México y la invención del perdón
El tiempo no borra la injusticia: solo cambia la forma en que se administra


En las salas del Instituto Cervantes cuelgan textiles bordados por mujeres de los pueblos originarios de México. Son piezas de una belleza devastadora: geometrías cargadas de significado, símbolos ancestrales, memorias tejidas en hilo. Forman parte de la exposición La mitad del mundo. La mujer en el México indígena. Las mismas manos que hoy bordan tan hermosas telas vivieron bajo un sistema de castas que les negó durante siglos el derecho a ser vistas como plenamente humanas. España celebra el arte indígena, pero se niega a reconocer la violencia histórica que casi lo extingue. Ahí está la paradoja de esta crisis diplomática inconclusa. Llamar “indios” a los pueblos originarios fue el primer acto de una colonización no solo territorial, sino del saber.
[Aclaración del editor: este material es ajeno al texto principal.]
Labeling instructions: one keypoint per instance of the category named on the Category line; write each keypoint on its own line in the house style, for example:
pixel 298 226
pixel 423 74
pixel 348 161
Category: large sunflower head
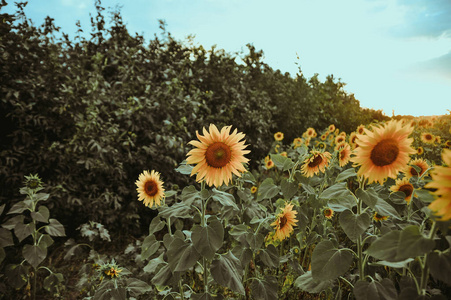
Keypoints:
pixel 427 138
pixel 218 155
pixel 315 163
pixel 284 222
pixel 150 188
pixel 441 181
pixel 420 163
pixel 383 152
pixel 403 185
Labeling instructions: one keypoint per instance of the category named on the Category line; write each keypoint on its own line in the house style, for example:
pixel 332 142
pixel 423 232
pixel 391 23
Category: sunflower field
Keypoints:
pixel 167 171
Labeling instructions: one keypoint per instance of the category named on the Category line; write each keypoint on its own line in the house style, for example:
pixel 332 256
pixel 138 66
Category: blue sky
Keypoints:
pixel 392 54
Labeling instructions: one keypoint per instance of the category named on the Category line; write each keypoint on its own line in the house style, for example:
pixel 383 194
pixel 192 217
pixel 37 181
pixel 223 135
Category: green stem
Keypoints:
pixel 425 271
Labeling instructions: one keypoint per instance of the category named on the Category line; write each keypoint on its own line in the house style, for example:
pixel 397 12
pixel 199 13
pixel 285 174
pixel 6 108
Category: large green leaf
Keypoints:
pixel 208 239
pixel 329 262
pixel 336 191
pixel 306 283
pixel 227 271
pixel 34 254
pixel 181 255
pixel 264 289
pixel 397 245
pixel 149 247
pixel 354 225
pixel 364 290
pixel 224 198
pixel 289 189
pixel 440 266
pixel 267 190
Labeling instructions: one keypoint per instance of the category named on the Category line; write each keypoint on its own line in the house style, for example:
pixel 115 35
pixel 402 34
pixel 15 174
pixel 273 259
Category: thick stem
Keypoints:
pixel 425 271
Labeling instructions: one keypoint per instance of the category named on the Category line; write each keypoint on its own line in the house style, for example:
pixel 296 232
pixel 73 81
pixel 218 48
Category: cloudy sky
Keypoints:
pixel 392 54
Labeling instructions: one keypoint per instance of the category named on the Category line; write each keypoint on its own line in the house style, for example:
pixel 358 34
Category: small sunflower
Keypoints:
pixel 269 164
pixel 218 155
pixel 427 138
pixel 403 185
pixel 410 171
pixel 317 162
pixel 328 213
pixel 278 136
pixel 378 218
pixel 150 188
pixel 441 181
pixel 344 154
pixel 284 222
pixel 297 142
pixel 420 150
pixel 383 152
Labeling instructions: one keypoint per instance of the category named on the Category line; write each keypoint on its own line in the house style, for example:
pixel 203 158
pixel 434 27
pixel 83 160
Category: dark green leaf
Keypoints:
pixel 329 262
pixel 55 228
pixel 207 240
pixel 354 225
pixel 375 290
pixel 306 283
pixel 227 271
pixel 267 190
pixel 6 238
pixel 336 191
pixel 181 255
pixel 264 289
pixel 34 254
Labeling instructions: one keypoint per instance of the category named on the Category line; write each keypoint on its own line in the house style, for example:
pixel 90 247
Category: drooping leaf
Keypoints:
pixel 207 240
pixel 227 271
pixel 375 290
pixel 397 245
pixel 306 283
pixel 181 255
pixel 264 289
pixel 354 225
pixel 328 262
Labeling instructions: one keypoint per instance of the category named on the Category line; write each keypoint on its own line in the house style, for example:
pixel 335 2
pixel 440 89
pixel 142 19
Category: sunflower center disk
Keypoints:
pixel 283 220
pixel 316 161
pixel 151 188
pixel 218 155
pixel 385 152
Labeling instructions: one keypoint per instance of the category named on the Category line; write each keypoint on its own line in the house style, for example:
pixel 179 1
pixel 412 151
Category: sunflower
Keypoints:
pixel 383 152
pixel 150 188
pixel 377 217
pixel 269 164
pixel 344 154
pixel 217 155
pixel 403 185
pixel 418 162
pixel 328 213
pixel 278 136
pixel 427 138
pixel 297 142
pixel 317 162
pixel 360 129
pixel 284 222
pixel 441 180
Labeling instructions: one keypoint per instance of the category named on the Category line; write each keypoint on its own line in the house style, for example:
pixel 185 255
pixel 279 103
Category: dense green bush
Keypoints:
pixel 88 115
Cuando Colón llegó allí, creyó haber alcanzado las Indias Orientales, y un error geográfico se convirtió en una categoría política, jurídica y moral: el término “indio” nombró a millones de personas bajo un concepto ajeno, definiéndolas no por lo que eran, sino por lo que Europa pensaba que eran.
Nace ahí lo que Edmundo O’Gorman llama “la invención de América”, no un descubrimiento territorial sino la creación conceptual de un otro. Quinientos años después, seguimos atrapados en esa invención: el lenguaje que justificó la conquista sigue moldeando la manera en que se rehúye su memoria. Se dice que la llegada de los europeos no debe juzgarse a la luz de consideraciones contemporáneas, que es raro disculparse por acontecimientos de hace cinco siglos, que hay que mirar hacia adelante. Dejemos a un lado, por racistas, los argumentos que todavía llaman a la conquista “gesta civilizatoria”, aunque convenga preguntarse cómo puede un país reclamar la gloria de esa “gesta” y negar al tiempo la responsabilidad por sus atrocidades. O ambas cosas importan, o ninguna. No se puede heredar selectivamente.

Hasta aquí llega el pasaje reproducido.